I am working on a large project where we are running close to the maximum monitored item count in the PLC for our OPC license. Another consequence of working on the project is that many engineers have created copies of the project on their own localhost and one or two individuals have failed to or do not understand the need to disable OPC connections on their own local project. Thus, we are unable to monitor all of our devices when one of them connects to the network as each item is monitored by two identical projects. The PLC gives us two unique numbers associated with the Ignition session/subscription, as well as the project name. As the project names are duplicate, I am wondering if there is any information about the ID or name properties of Ignition's OPC subscriptions that might allow us to trace down where this project is being hosted. Any information is appreciated, even if these properties are indeed known to be random assignments!
The session name that Ignition uses when it creates a session is "ignition[$systemName]_${connectionName}_${System.currentTimeMillis()}"
where $systemName
is the Ignition Gatway system name.
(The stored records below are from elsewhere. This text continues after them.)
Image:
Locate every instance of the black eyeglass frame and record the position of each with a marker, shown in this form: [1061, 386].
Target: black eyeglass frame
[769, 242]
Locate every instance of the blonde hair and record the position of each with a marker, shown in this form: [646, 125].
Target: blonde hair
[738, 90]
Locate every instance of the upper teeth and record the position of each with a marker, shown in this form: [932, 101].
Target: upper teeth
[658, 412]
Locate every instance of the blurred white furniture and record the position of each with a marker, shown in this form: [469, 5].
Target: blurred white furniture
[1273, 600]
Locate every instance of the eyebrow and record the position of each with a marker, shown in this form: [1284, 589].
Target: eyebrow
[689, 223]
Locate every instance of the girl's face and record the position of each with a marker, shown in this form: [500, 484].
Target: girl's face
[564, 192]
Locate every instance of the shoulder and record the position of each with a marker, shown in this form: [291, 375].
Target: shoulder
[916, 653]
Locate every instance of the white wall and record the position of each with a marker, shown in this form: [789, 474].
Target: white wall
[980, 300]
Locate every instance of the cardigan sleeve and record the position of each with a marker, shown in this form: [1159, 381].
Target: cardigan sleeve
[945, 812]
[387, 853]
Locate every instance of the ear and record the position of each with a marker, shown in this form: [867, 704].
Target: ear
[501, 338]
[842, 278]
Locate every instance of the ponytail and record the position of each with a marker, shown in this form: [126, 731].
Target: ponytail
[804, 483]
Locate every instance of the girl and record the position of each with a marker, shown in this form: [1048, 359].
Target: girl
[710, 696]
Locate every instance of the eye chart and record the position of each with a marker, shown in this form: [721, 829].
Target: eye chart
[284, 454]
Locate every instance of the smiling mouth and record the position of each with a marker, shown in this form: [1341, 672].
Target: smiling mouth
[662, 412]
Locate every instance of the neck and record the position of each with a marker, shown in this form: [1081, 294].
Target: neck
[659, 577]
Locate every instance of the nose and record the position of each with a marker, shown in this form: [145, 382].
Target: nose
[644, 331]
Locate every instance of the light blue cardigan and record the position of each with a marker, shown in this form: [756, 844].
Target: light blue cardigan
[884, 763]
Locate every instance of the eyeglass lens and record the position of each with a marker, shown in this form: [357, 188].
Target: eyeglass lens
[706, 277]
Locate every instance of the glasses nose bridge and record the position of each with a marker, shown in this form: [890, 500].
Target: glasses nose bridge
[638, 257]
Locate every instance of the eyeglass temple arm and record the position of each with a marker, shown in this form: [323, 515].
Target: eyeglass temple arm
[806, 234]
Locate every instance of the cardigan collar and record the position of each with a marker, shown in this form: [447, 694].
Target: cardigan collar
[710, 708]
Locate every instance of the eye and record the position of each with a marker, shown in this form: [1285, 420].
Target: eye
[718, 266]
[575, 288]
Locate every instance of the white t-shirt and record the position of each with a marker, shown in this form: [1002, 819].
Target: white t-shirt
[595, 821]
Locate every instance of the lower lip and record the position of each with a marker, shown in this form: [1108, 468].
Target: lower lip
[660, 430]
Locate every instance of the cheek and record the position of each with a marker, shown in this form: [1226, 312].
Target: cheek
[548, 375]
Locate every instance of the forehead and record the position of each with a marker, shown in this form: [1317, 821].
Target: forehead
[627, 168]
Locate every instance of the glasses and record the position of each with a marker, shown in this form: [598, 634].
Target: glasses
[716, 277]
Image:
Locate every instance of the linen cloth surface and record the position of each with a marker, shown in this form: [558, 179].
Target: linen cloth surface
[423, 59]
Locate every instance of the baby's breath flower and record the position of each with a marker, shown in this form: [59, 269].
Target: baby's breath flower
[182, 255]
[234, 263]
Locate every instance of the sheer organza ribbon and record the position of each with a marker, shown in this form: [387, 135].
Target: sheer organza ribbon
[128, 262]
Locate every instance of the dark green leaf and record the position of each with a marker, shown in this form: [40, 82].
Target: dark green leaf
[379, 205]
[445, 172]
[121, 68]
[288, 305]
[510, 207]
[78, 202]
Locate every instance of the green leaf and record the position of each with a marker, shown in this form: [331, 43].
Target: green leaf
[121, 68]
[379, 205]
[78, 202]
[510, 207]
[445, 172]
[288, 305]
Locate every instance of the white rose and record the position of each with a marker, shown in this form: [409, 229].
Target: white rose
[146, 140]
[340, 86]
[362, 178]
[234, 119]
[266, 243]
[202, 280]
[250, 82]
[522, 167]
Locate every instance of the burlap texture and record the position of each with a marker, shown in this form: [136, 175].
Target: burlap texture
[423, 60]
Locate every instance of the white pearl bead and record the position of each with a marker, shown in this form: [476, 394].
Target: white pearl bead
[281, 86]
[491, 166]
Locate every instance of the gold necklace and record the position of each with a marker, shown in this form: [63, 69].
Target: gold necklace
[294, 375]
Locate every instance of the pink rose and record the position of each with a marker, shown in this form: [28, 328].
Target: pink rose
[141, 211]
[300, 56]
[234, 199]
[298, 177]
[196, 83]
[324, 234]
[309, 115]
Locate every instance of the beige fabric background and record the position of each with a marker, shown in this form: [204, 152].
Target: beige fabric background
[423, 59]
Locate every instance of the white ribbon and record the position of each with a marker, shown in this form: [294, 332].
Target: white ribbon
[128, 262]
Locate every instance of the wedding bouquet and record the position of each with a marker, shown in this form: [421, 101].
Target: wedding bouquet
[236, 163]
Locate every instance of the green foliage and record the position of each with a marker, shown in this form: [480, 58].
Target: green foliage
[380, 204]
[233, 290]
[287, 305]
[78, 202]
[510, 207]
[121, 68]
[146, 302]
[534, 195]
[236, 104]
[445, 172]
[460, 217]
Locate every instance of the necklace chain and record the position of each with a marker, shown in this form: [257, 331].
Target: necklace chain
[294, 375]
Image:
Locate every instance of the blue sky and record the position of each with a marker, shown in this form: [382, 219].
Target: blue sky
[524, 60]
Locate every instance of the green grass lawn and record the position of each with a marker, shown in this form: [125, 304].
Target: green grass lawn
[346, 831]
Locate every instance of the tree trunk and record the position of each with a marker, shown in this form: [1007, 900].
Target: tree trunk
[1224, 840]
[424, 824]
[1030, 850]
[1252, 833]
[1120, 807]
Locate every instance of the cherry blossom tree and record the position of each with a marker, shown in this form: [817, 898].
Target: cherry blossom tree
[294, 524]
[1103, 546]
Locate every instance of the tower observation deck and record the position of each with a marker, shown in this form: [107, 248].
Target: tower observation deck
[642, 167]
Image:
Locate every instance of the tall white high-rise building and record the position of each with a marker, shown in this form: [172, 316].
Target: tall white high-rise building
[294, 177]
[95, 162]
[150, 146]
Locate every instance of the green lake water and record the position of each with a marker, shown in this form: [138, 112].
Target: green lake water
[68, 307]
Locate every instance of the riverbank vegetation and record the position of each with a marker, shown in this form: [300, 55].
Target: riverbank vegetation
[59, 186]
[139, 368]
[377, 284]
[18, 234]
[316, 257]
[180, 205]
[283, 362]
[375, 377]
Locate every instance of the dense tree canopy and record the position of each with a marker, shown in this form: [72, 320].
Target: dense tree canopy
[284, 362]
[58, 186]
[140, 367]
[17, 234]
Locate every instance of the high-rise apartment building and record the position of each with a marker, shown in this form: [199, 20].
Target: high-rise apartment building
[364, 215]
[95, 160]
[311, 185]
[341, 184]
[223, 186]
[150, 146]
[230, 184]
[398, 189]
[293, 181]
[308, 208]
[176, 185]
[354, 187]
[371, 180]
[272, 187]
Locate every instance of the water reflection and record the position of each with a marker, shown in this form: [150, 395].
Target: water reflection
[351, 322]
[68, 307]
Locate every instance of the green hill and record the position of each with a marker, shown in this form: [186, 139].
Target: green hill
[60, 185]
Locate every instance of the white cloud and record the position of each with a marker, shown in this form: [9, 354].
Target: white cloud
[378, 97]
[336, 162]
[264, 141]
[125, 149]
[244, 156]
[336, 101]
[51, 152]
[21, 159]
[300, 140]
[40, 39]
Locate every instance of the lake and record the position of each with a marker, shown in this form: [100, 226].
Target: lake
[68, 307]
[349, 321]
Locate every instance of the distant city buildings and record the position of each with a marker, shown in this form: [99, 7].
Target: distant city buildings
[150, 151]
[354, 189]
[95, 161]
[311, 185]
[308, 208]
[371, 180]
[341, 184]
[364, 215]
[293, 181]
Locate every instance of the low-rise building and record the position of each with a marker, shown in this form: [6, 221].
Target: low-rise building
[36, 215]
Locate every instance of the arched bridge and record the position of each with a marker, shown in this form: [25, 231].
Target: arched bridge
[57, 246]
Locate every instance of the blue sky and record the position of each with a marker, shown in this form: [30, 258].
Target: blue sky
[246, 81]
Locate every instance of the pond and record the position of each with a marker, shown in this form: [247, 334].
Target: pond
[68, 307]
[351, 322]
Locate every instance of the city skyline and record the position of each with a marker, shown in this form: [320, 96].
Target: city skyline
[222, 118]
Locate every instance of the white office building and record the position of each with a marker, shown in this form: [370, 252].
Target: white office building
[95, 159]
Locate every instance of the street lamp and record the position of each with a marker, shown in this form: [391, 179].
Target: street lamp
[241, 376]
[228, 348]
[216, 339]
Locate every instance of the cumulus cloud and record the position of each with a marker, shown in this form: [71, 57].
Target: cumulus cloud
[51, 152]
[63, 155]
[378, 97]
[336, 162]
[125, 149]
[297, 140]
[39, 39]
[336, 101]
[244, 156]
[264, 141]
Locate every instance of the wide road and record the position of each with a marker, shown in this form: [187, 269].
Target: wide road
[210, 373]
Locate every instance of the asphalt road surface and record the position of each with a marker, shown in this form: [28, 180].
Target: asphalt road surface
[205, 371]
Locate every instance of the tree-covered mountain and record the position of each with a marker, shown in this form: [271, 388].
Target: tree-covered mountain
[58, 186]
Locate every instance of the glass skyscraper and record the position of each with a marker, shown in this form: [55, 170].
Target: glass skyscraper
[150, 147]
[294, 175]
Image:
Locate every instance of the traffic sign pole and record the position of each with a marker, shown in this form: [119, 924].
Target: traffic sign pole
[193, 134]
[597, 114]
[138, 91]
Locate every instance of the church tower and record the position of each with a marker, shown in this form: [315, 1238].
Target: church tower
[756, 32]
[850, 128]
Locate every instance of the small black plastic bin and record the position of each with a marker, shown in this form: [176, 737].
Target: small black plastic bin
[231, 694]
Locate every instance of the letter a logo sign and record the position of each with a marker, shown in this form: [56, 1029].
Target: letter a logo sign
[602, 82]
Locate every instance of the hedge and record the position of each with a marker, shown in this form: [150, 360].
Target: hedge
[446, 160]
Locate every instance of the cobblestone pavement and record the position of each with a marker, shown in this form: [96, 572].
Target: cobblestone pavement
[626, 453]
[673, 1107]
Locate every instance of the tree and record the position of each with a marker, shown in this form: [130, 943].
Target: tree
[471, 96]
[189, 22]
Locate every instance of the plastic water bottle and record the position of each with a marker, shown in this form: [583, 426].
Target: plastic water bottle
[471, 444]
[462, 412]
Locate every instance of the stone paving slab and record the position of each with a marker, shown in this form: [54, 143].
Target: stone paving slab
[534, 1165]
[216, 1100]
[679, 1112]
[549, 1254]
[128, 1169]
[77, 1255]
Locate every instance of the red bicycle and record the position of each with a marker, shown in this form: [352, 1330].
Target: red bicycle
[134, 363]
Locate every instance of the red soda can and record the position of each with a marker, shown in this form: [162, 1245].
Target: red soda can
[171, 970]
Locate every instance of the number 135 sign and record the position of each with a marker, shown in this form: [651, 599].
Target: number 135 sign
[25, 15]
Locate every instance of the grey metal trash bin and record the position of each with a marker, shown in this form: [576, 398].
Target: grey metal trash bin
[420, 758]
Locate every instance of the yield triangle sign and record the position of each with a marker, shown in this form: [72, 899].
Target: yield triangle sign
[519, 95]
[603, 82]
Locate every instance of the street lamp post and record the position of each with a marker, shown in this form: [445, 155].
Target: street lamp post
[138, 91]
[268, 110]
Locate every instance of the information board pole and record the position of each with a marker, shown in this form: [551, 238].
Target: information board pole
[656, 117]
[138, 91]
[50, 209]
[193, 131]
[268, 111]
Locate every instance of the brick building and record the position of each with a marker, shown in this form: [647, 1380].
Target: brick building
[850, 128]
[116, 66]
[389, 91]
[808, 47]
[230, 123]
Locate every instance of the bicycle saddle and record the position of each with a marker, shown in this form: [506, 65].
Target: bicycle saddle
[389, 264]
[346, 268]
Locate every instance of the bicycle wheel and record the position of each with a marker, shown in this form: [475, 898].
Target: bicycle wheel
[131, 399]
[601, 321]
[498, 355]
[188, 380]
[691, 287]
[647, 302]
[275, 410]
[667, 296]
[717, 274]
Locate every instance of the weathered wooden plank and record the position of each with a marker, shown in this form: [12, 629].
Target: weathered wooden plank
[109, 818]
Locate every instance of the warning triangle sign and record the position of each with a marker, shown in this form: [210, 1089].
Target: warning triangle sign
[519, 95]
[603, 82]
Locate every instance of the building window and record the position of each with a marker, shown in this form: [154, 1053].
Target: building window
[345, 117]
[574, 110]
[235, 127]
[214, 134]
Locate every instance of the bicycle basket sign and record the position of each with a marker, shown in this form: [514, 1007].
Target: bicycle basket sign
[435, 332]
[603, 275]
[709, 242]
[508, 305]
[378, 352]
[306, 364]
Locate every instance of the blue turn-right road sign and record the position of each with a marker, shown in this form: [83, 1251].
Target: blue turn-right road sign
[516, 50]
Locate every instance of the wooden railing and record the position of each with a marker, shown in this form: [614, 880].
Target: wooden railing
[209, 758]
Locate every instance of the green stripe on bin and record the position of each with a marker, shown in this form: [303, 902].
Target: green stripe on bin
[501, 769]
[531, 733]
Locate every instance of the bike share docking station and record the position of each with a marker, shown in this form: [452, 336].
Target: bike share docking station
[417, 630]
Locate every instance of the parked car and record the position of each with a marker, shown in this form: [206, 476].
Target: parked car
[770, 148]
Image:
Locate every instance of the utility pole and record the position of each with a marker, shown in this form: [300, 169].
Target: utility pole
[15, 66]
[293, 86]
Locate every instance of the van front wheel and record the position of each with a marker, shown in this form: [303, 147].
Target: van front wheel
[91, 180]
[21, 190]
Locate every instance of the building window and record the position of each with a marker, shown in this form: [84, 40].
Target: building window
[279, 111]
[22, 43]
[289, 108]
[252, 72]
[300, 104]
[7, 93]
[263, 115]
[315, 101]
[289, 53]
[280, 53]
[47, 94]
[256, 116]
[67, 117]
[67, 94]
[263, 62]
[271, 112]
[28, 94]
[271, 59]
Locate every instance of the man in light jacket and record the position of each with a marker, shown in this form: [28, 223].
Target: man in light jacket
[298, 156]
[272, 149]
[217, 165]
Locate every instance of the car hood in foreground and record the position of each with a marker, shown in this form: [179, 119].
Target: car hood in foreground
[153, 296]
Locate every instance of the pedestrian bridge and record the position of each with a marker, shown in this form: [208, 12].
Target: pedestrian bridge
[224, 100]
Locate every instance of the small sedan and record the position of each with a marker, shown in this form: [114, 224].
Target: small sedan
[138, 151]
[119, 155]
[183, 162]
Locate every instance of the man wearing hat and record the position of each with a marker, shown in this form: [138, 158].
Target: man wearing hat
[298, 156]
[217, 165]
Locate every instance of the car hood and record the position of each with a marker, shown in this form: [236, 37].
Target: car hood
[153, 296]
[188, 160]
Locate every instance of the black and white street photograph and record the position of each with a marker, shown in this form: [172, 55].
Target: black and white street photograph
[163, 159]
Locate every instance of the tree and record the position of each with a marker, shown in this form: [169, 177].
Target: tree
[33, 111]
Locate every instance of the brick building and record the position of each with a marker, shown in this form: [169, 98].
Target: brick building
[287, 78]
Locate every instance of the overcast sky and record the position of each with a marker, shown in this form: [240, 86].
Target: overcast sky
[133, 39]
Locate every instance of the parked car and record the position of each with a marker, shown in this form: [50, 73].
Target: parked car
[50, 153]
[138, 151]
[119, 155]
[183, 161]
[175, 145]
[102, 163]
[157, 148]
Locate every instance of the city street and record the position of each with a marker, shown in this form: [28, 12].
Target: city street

Unfortunately if people are just restoring copies they may be the same...
Might be the same issue using the application URI to identify the client connections...
You might try to connect that server using UaExpert and then open a Diagnostics view and see if there's any information in all the session diagnostics info that lets you identify a client.
UaExpert gives me an aditional GUID from the client but I'm unsure if this is decipherable- and still looking into methods of tracking this down on the network
If you've got fancy managed switches in place that let you capture traffic on a network port then you could get a packet cap of all the traffic going to the PLC and then look for the inbound comms to the OPC UA TCP port.